EARLIER: How odd that PEOPLE Magazine has the exclusive trailer for Clint Eastwood’s “Juror #2.” It can’t be found anywhere else online. They can’t be possibly burying this film, right?
EDITOR’S NOTE: A little under two hours later, Warner Bros has finally posted the trailer on their YouTube channel.
It doesn’t help that Warner Bros. has given Eastwood’s film a limited November 1 theatrical bow, in very select theaters, and hasn’t announced any plans to expand it into wider release. What gives? Is Warners’ confidence that low on this film?
The trailer doesn’t make it look like a train wreck at all. In fact, it already looks like an improvement on Eastwood’s last film, 2021’s misbegotten “Cry Macho.” Will it match the quality of latter-day Eastwoods such as “Richard Jewell” and “The Mule”? For the time being, “Juror #2” is supposed to have its world premiere at AFI Fest on October 27.

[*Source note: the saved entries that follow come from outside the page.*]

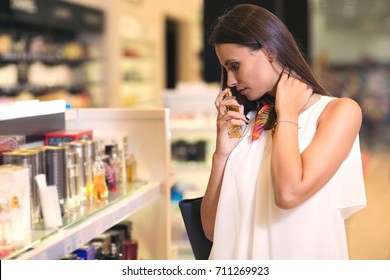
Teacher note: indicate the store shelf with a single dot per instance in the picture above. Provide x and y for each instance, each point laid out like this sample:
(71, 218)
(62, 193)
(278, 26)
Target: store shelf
(76, 232)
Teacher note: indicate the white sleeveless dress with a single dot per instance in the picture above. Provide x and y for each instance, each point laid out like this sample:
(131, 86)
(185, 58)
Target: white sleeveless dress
(250, 226)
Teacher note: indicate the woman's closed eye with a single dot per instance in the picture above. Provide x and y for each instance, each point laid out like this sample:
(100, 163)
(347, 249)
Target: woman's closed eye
(233, 66)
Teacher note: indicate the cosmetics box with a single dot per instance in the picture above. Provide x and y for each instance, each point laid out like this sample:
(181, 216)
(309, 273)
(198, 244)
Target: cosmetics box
(56, 137)
(86, 252)
(10, 143)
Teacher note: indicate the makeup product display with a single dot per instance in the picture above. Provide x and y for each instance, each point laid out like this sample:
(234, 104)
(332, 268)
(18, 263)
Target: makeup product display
(15, 219)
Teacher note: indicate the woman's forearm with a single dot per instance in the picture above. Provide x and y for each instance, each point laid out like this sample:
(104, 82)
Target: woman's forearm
(211, 196)
(286, 163)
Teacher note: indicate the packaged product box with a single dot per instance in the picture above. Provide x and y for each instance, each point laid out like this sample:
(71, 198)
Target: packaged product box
(15, 218)
(56, 137)
(9, 143)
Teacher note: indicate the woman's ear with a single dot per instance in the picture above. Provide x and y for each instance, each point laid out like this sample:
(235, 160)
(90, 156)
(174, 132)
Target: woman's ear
(269, 55)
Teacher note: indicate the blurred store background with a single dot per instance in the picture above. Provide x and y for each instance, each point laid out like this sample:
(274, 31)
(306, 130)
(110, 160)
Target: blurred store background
(149, 53)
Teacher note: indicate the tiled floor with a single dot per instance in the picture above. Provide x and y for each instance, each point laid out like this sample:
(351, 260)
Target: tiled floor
(369, 229)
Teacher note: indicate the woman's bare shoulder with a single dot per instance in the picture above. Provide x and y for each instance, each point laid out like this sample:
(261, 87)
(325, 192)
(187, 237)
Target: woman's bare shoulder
(343, 110)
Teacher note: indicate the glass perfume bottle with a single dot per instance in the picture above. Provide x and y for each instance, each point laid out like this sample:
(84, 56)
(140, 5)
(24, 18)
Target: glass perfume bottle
(235, 131)
(100, 190)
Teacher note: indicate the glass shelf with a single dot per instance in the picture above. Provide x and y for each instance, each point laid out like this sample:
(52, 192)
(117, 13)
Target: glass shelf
(84, 223)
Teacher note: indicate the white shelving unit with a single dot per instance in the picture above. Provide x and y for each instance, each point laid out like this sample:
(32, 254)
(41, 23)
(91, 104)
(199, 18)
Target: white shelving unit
(147, 205)
(66, 240)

Juror #2 stars Nicholas Hoult, Toni Collette, Kiefer Sutherland, JK Simmons, Chris Messina, Zoey Deutch, Gabriel Basso and Leslie Bibb. The film is set during a murder trial where one of the jurors, a “family man,” slowly realizes he killed the victim in a reckless-driving accident and tries to save the defendant without incriminating himself.

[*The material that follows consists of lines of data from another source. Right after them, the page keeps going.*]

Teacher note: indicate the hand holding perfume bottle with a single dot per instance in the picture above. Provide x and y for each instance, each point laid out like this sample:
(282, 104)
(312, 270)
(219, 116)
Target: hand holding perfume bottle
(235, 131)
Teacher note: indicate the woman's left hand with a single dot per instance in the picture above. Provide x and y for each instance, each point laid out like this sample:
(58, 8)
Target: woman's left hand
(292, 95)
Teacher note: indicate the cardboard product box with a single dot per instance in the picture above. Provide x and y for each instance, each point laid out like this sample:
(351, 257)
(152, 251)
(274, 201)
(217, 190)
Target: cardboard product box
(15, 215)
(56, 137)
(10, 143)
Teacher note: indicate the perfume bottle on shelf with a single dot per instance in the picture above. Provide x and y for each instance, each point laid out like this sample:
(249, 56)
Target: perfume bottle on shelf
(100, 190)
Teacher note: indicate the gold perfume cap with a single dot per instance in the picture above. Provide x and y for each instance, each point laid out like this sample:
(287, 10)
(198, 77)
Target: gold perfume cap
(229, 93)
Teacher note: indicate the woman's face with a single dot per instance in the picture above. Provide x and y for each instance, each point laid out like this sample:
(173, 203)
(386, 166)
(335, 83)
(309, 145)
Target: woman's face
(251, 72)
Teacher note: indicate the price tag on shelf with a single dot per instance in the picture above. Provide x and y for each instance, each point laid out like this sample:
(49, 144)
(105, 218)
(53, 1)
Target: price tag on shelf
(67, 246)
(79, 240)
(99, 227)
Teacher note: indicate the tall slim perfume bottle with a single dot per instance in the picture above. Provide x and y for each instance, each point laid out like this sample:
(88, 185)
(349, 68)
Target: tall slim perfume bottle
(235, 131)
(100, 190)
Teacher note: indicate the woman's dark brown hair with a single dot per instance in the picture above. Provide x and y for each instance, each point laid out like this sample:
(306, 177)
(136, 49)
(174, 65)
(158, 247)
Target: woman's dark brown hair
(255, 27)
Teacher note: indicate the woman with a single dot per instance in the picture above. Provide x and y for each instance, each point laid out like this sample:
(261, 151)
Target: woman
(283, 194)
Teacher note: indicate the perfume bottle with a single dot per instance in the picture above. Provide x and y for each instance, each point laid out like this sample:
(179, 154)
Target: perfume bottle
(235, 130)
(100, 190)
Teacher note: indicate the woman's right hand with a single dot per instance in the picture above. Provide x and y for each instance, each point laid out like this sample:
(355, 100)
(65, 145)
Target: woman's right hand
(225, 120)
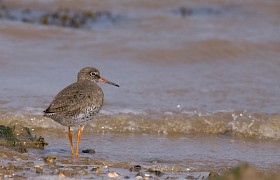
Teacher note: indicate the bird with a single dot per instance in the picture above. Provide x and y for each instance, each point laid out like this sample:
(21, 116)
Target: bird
(78, 103)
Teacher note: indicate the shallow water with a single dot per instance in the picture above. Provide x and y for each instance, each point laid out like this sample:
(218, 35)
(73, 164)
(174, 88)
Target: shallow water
(186, 70)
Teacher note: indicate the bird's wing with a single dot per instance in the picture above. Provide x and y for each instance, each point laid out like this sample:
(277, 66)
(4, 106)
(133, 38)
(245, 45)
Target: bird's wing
(71, 98)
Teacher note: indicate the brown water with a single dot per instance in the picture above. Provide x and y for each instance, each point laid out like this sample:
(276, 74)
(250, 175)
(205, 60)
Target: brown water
(186, 69)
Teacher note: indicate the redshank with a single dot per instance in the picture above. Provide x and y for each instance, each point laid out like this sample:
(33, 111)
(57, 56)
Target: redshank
(78, 103)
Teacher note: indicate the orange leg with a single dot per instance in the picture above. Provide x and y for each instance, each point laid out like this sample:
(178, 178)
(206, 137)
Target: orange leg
(70, 140)
(78, 139)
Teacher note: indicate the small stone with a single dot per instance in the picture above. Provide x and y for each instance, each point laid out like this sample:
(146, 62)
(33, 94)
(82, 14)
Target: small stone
(39, 169)
(113, 175)
(190, 177)
(89, 151)
(22, 149)
(136, 168)
(61, 174)
(50, 159)
(97, 169)
(213, 174)
(156, 172)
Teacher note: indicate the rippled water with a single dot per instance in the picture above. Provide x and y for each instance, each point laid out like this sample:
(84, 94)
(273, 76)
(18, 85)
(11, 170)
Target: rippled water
(186, 69)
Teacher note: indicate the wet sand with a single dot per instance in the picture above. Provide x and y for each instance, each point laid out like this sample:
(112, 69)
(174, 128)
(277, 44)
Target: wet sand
(199, 87)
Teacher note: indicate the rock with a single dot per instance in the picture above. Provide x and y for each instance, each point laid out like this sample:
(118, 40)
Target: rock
(113, 175)
(213, 175)
(50, 159)
(156, 172)
(97, 169)
(89, 151)
(135, 168)
(22, 149)
(39, 169)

Eastwood, 94, tells PEOPLE in a statement, "This is a film I would want to see, that I think a lot of people would enjoy. It looks at the gray areas between the black and white of everyday circumstances and makes you decide for yourself."
The director adds that it started with a "good script" by Jonathan Abrams and a "solid story that I thought would make a good picture." He adds, "It really intrigues me when a story places a character in a moral dilemma, and this is one that we could all imagine ourselves in or relate to in some way."
Last year, THR reported that Eastwood “wanted to find one last project in order to be able to ride off into the sunset with his head held high.” He found the script for “Juror No. 2” and said this is “the one.” The film is being called Eastwood’s “final film,” but there’s been no firm indication that it would indeed be the legendary filmmaker’s last hurrah.